Засыпая, Рей пыталась представить себе, что делала Кэролин в тот день, когда родила ее, Рей. Раньше она знала только то, что роды продолжались два дня. Два дня отец сидел в комнате ожидания, брился в туалете для посетителей и питался исключительно бутербродами. Кэролин металась так, что ее пришлось привязывать к постели. Под конец, когда ее страдания стали совершенно невыносимыми, ей дали демерол, но лекарство не подействовало, и она умоляла дать ей еще. Затем ее оставили на час, по-прежнему привязанной к постели, а когда пришло время собственно родов, ей что-то сказали про вечерний сон, после чего поставили капельницу. После этого боль сделалась еще сильнее, ее нельзя было выдержать, но Кэролин уже ничего не чувствовала. Она слышала свои вопли, однако сама как будто находилась в другом месте. И хотя медсестра клялась, что показала ей ребенка, как только он родился, Кэролин не помнила ничего. А когда ей в руки вложили дочь, она прижала ее так крепко, словно боялась, что на самом деле никакого ребенка у нее не было.

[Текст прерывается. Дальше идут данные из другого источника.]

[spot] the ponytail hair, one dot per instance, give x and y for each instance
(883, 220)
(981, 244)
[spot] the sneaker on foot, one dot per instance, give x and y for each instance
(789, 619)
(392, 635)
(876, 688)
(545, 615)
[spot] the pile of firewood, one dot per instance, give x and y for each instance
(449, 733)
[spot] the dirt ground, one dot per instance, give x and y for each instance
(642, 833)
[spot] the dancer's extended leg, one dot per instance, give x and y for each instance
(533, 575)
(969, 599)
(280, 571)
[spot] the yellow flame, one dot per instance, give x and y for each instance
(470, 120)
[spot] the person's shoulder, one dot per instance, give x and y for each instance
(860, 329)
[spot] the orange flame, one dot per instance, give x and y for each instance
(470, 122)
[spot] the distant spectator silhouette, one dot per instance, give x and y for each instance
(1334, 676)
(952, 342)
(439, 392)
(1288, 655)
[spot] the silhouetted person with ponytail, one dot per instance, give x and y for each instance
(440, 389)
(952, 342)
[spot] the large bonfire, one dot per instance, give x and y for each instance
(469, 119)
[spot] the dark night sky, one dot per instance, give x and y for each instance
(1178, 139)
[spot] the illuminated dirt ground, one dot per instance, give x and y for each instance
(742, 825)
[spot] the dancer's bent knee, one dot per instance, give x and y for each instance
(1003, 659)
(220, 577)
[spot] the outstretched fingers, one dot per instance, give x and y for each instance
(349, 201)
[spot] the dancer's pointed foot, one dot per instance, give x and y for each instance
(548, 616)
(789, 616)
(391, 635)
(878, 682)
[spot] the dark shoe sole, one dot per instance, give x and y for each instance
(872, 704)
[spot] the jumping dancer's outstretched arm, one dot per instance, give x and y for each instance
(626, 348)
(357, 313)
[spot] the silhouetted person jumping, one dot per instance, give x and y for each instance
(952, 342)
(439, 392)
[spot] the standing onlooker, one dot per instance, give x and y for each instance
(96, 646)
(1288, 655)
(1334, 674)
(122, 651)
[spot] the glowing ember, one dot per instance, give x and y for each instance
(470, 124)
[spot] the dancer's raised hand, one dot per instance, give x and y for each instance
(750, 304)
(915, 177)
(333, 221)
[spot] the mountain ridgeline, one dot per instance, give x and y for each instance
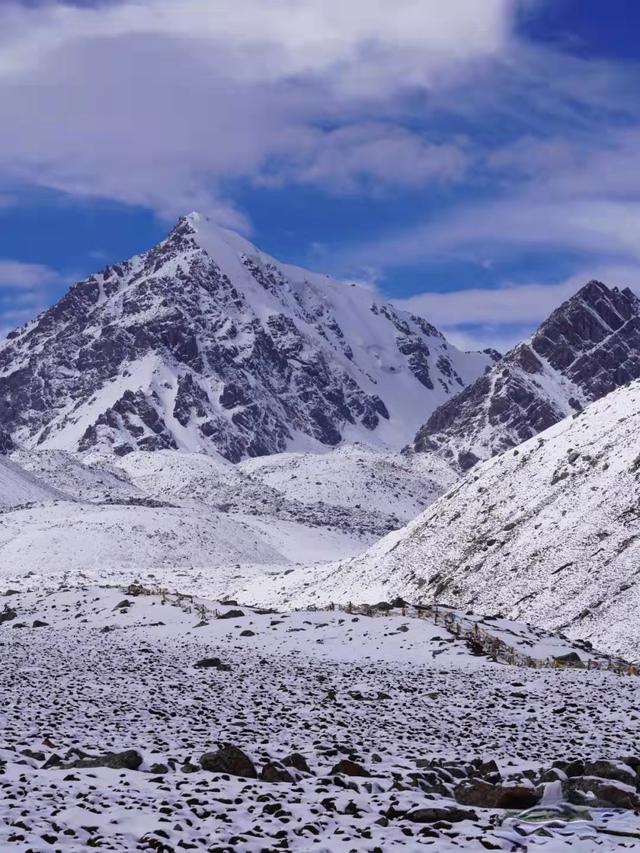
(206, 344)
(587, 348)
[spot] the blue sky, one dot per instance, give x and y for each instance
(476, 162)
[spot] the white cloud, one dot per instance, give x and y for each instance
(357, 157)
(23, 276)
(360, 44)
(500, 317)
(159, 103)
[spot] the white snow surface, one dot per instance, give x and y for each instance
(101, 671)
(207, 344)
(547, 532)
(195, 517)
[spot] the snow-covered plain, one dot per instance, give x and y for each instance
(394, 719)
(196, 520)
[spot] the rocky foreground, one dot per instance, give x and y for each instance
(140, 722)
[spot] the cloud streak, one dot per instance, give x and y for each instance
(161, 104)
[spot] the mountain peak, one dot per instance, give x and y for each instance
(204, 343)
(586, 348)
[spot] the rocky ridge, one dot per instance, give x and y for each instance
(587, 348)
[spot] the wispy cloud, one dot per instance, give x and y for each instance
(500, 317)
(164, 102)
(22, 276)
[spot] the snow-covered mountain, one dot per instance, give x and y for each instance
(547, 532)
(205, 343)
(588, 347)
(19, 487)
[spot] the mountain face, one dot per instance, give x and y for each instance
(548, 533)
(587, 348)
(206, 344)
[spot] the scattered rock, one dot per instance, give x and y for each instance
(349, 768)
(213, 663)
(229, 759)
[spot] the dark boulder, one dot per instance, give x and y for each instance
(228, 759)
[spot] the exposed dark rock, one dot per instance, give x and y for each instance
(242, 381)
(592, 342)
(130, 759)
(350, 768)
(229, 759)
(448, 813)
(213, 663)
(478, 792)
(275, 772)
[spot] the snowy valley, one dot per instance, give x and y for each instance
(241, 609)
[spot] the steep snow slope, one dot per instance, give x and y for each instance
(207, 344)
(548, 532)
(18, 486)
(585, 349)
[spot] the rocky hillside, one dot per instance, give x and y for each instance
(205, 343)
(585, 349)
(547, 532)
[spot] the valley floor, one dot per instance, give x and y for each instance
(88, 674)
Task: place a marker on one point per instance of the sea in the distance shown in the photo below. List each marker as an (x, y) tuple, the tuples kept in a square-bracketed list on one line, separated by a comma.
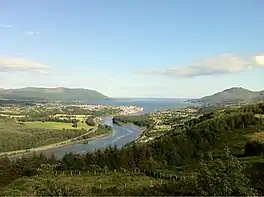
[(121, 135), (148, 104)]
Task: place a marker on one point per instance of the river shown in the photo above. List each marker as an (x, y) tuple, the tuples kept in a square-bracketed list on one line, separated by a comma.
[(120, 136)]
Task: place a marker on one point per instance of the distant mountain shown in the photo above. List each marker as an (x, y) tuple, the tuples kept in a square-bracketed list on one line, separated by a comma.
[(52, 94), (233, 95)]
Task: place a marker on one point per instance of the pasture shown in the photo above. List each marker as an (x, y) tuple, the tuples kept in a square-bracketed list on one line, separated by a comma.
[(56, 125), (18, 136)]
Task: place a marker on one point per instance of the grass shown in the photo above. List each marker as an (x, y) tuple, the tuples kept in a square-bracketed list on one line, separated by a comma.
[(17, 136), (56, 125), (25, 186)]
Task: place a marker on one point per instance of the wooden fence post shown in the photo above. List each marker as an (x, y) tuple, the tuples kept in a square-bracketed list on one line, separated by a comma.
[(151, 185)]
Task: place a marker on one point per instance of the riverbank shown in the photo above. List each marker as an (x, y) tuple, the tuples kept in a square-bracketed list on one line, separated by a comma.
[(50, 147), (74, 140)]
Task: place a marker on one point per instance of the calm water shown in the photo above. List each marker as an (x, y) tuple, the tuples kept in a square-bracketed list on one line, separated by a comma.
[(149, 105), (121, 134)]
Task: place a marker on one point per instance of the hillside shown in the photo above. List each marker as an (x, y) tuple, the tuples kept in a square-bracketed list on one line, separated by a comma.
[(51, 94), (212, 153), (233, 95)]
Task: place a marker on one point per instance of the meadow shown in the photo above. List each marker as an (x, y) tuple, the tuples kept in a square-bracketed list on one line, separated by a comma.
[(18, 136), (121, 181), (56, 125)]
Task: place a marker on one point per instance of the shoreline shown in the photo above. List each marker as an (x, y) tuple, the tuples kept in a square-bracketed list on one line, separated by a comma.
[(25, 152)]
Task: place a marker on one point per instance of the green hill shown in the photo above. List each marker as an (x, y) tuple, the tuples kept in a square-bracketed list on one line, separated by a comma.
[(233, 95), (51, 94)]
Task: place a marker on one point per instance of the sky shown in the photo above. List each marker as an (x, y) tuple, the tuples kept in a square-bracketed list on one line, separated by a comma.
[(133, 48)]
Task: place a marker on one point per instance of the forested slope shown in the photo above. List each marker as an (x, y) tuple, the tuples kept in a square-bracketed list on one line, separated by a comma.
[(197, 161)]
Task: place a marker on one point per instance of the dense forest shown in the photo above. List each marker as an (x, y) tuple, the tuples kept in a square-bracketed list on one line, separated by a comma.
[(199, 154)]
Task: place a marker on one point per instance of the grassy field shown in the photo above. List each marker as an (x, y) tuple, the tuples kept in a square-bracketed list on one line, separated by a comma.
[(17, 136), (25, 186), (56, 125), (257, 136)]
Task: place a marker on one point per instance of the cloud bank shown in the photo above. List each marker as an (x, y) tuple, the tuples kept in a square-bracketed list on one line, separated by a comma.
[(223, 64), (33, 33), (19, 64), (6, 25)]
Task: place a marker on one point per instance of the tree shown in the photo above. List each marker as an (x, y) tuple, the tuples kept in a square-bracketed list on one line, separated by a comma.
[(222, 177)]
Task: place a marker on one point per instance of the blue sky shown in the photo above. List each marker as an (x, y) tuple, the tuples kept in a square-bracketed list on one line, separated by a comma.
[(133, 48)]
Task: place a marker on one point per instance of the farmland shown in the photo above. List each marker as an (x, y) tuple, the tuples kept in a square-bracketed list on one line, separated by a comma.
[(56, 125)]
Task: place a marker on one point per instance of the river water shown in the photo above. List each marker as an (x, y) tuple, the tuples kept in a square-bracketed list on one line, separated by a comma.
[(121, 134)]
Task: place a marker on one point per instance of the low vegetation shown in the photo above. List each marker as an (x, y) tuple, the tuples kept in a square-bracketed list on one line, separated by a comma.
[(17, 136), (213, 155)]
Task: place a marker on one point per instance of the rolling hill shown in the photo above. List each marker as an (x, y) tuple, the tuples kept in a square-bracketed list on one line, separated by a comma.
[(51, 94), (233, 95)]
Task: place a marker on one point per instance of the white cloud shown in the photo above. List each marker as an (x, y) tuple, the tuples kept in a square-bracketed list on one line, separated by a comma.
[(223, 64), (6, 25), (33, 33), (19, 64), (260, 59)]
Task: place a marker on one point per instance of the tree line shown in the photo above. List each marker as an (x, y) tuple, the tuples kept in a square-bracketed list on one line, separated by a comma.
[(177, 150)]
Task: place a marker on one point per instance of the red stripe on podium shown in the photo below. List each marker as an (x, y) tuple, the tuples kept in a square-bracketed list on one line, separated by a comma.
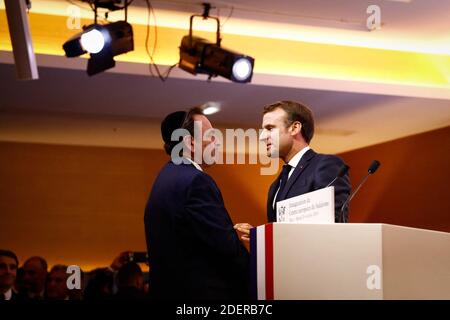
[(269, 261)]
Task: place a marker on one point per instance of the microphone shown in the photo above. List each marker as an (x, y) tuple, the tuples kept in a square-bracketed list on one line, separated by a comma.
[(342, 171), (372, 169)]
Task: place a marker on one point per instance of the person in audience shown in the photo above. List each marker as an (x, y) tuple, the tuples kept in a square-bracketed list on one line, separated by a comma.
[(34, 279), (8, 273), (130, 282), (100, 285), (57, 283)]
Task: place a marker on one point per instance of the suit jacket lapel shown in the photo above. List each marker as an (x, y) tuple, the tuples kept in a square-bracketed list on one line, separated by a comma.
[(297, 172)]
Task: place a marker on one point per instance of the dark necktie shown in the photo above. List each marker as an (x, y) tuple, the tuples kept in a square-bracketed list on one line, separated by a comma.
[(283, 179)]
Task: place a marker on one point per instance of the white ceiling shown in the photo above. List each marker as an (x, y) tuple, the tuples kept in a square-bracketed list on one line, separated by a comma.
[(114, 109)]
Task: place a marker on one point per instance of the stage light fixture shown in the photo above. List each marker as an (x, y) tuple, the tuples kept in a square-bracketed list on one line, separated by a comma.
[(102, 42), (198, 55)]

В ту ночь Рей спала без сновидений, точно ей тоже дали снотворное. Проснувшись утром, она поняла, что плакала во сне. Выпив чаю, она дала собаке две специальные таблетки, которые получила у ветеринара. Когда они вышли на улицу, воздух снова был чистым и свежим, как всегда бывал в апреле. Собака послушно трусила рядом с Рей, заметив двух соек, по привычке рванула в кусты. Рей хлопала в ладоши, свистела, но пока ждала, когда собака, набегавшись и устав, вернется, уже начала думать, что вовсе не готова к рождению и воспитанию ребенка. Все ее ночные рубашки и детское белье были дважды выстираны и выглажены, детские чепчики сложены аккуратной стопочкой, в аптечке уже лежали вазелин, вата и спирт для протирания. Осталось сделать только одну вещь, и Рей, взяв собаку на поводок, вернулась домой. Подхватив сумочку и ключи от машины, она отправилась в город, где остаток дня потратила на то, чтобы купить пару красных туфель.
По подсчетам Лайлы, у Рей давно должны были начаться роды, но прошло уже десять дней, а с Рей ничего не происходило. Ричард и Лайла проводили время за игрой в джин рамми, записывая выигранные очки. Уже десять дней они жили в ожидании, но каждое утро Рей сообщала, что пока не началось. Ричард и Лайла молча переглядывались и вздыхали. По ночам им чудилась музыка для релаксации, которую слушала Рей: вой ветра, звуки флейты. Ричард обучил Лайлу дыхательной гимнастике и не скрывал своей радости по поводу того, что они будут вместе в родильной палате рядом с Рей. И все же в глубине душе Лайла боялась, что не сможет через все это пройти.